Wednesday, September 18, 2013

Virginia Engels -- Beauty Kills the Beast


Photo:  J. Willis Sayre
Voted "Miss Streamline," out of a field of 250 Pacific Coast lovelies at San Francisco's Golden Gate International Exposition in April 1940, the striking blonde's other beauty titles included "Miss Los Angeles, 1940" and "The Orchid Queen."  As official hostess for the San Francisco Fair, Engels caught the eye of movie producer Joe Pasternak who cast her in a microscopic uncredited role in Universal's 1940 Deanna Durbin vehicle, It's a Date.  In fact, Engels was destined to become nothing more than uncredited "eye candy" in most of her 26 other feature appearances for studios like Universal, RKO and MGM in films like Arabian Nights (1942) as a "harem girl," From This Day Forward (1946) as "girl in the window," and her final role, "woman on trial" in MGM's 1952 Just This Once starring Janet Leigh.  Ironically, she had just appeared as an uncredited "inmate" in the 1950 Warner Bros. prison drama Caged when she was booked into a Hollywood police station on August 16, 1950 on suspicion of drunk driving.

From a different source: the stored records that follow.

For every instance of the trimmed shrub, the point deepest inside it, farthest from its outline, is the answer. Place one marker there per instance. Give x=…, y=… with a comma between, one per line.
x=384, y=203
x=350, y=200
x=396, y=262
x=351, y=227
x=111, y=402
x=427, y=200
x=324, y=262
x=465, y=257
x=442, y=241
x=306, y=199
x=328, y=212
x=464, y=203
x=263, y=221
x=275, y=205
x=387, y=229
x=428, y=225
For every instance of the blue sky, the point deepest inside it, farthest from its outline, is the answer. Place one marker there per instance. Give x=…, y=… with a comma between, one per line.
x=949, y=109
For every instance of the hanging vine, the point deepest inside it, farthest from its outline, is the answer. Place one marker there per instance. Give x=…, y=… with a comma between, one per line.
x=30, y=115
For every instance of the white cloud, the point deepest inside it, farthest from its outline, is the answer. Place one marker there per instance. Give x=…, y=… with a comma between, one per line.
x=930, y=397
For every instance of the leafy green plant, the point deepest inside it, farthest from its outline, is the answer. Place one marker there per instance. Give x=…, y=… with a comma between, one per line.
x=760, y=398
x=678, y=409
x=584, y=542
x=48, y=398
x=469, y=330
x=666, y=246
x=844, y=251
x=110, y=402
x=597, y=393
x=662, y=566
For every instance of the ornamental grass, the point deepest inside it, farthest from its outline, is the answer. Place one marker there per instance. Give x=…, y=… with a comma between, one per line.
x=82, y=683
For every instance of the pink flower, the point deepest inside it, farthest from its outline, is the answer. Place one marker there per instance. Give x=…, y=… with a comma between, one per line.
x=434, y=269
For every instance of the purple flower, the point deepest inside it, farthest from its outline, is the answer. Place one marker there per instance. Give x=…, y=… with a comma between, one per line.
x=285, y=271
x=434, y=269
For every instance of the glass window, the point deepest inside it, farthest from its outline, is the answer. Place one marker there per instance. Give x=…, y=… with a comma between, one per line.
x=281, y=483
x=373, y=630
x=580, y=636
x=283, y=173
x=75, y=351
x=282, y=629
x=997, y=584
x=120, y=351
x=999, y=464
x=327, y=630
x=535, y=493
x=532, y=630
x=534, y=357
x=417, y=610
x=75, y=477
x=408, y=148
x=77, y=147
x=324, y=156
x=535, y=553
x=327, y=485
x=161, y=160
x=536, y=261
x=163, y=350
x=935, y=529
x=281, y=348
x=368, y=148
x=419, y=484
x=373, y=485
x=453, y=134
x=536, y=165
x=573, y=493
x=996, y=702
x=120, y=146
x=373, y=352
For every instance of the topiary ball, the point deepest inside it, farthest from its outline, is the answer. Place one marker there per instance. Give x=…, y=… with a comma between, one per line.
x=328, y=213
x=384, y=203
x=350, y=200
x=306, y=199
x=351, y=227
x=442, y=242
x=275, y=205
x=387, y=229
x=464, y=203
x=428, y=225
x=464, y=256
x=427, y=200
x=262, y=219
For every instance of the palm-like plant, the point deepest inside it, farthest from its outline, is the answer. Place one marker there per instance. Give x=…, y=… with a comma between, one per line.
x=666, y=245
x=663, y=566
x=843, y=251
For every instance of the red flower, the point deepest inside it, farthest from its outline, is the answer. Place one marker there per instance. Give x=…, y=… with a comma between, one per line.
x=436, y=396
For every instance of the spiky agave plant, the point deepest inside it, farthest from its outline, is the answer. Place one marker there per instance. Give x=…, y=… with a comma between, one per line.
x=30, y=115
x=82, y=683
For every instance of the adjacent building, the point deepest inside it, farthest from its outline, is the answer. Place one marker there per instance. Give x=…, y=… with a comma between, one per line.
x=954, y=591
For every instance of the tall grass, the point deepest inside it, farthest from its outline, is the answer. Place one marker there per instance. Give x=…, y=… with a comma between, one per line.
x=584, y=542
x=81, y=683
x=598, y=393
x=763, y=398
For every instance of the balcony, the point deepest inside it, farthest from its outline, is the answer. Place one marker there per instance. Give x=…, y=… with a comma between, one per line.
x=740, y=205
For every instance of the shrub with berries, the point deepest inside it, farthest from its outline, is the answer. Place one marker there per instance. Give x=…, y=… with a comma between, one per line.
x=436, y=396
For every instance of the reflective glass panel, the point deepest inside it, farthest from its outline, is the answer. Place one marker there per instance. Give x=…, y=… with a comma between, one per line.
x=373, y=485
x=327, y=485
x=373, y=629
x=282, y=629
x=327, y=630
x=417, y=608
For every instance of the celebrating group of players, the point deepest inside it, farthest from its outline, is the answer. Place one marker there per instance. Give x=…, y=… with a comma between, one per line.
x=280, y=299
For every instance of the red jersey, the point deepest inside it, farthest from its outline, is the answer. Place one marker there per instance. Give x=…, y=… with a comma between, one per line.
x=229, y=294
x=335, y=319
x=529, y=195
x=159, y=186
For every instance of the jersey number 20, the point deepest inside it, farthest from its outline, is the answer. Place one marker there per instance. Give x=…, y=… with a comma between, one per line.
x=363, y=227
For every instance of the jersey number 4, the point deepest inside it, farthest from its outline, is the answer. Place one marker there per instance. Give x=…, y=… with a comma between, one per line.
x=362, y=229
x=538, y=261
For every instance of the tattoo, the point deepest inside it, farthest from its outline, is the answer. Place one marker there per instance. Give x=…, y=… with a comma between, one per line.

Engels was effectively "out of the business" when she was arrested for the knife murder of her 47-year-old husband, Charles H. Brown, on June 8, 1954.  According to the 37-year-old former actress, her marriage to Brown, a parking lot attendant, was "hell."  Once married to radio store operator James Robert Dennis in 1946, she divorced him the next year.  Introduced to Brown by friends, Engels married him in 1950, but soon had cause for regret.  According to the one-time beauty queen, Brown "had a lot of meanness in him" that violently manifested itself in once a month beatings of his unhappy wife.  Engels walked out five times, but always came back after he tearfully promised to change.  The beatings continued and in November 1953 she was admitted to a Hollywood hospital with a broken shoulder after Brown knocked her down and stomped her.  One month before his death, the parking lot attendant slugged his wife in the mouth with a bottle.

At 12:45 A.M. on June 8, 1954, Brown returned home to their apartment at 6027 Barton Avenue in Hollywood after a night of heavy drinking.  The couple argued, Brown punched her in the mouth, then went after Engels' father who had been living with them for a week while looking for another place to stay.  According to Engels, she picked up a 5" paring knife from a table to frighten Brown away when her drunken husband rushed her like a "madman."  She lashed out, Brown grabbed his chest, reeled into the bathroom, then moments later stumbled back out into the living room and, asking his wife to call a doctor, collapsed.  Engels called an ambulance, but Brown died around 1:00 A.M. at Hollywood Receiving Hospital without making a statement.  Following a coroner's inquet that ruled the actress was "probably criminally responsible" for Brown's death, Engels was formally charged with murder and bail set at $5,000.  At the time of his death, Brown's blood alcohol content was .15 percent, well above the legal level of intoxication.  A first trial ended on November 6, 1954 after a jury deadlocked 8-4 for acquittal.  Engels was acquitted in January 1955 after the jury in the second trial needed less than an hour to rule that she had acted in self-defense.  In what has since become almost a Hollywood cliche for beauty queens turned failed actresses, Engels lived alone and forgotten until making the news one last time.  Concerned that she had not seen her tenant for a couple of days, Engels' landlady let herself into the flat at 5200 Marathon Street on December 6, 1956, to find the former actress lying on the floor beside her bed.  "Miss Los Angeles, 1940" had died of meningitis hours earlier.